Statins are known to cause some liver damage (hence the need to measure liver enzymes every few months), muscle damage (myositis or muscle inflammation, and in severe cases rhabdomyolysis or break down of muscle tissue) which we think of should the patient report severe muscle and joint pain, and last but not least, statins may lead to the development of type 2 (insulin dependent) diabetes but in a smaller percentage of people, and usually these people have a propensity to develop diabetes (they have risk factors such as a family history of diabetes, they struggle with obesity etc.)
Reports about impaired memory function are sporadic and not fully elucidated, and vary among those who actually experience them in terms of the timing of onset of symptoms in relation to the duration of use of the medication.

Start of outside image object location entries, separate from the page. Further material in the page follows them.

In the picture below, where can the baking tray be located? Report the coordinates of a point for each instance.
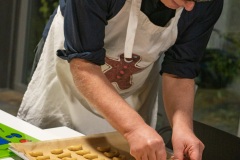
(112, 139)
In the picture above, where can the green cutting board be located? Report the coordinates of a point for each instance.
(10, 135)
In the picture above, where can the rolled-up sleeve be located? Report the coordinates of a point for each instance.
(84, 26)
(194, 30)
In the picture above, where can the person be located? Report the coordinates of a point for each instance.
(99, 65)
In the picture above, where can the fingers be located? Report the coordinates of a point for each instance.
(151, 155)
(193, 152)
(188, 5)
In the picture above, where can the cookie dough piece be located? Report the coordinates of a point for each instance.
(57, 151)
(103, 148)
(43, 157)
(67, 158)
(90, 156)
(36, 154)
(120, 157)
(75, 148)
(82, 152)
(63, 155)
(112, 153)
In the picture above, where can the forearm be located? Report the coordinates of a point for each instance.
(100, 93)
(178, 95)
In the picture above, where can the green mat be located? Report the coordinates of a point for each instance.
(10, 135)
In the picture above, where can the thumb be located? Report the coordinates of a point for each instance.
(178, 153)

Concerning sexual dysfunction associated with the use of statins, no well established evidence so far exists to confidently confirm this complication.
Alternatives? Well, so far, none. In cases of dyslipidemia (elevated cholesterol levels), statins are use as adjunct treatment to lifestyle modifications (diet and regular exercise) when these alone fail to reduce cholesterol levels, especially in the context of inherited dyslipidemias. The main target is to confer protection against the development of atherosclerotic vascular disease due to hypercholesterolemia.